Many Americans dont know the true difference between "antique" and "vintage" home accessories and decor. Whether its furniture, wall art or a random knick-knack, not all home accessories can be classified as an "antique," even if it at an antique store, nor is everything vintage, or even retro, for that matter. Heres the low down on the differences between "antique," "vintage," "retro," or "collectible" home decor. Any item that is a minimum of 100 years of age is considered an "antique." This applies to furniture, clothing, home accessories, paintings, old farm equipment-you name it. If it at least 100 (but no, you great great aunt does not count,) then it an antique.
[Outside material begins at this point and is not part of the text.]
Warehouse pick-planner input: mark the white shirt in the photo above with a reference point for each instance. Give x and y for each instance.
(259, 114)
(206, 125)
The actual definition of what classified as vintage, retro or collectible can vary from person to person, from dealer to dealer. Fortunately, there are a large group who feel the terms apply as follows: The term collectible can refer to an item of any age between 0 and 99 years, as once it reaches 100 years of age, it is an antique for an intents and purposes. A variety of items can be deemed collectible from mid century modern styled furniture to a movie figurine produced in the 1980s. Meanwhile, the term vintage refers to items that are typically less than 25 years of age. However, in some circles, vintage can also refer to items that have circled back into fashion, including those that are more or less than 25 years of age. The term can also be used to describe items from the 1960s into the late 1970s, making an official, wide-spread definition of the term a bit difficult. A number of home accessories from the 1960s to the 1970s are re-surging in popularity, including wall art such as Andy Warhol prints.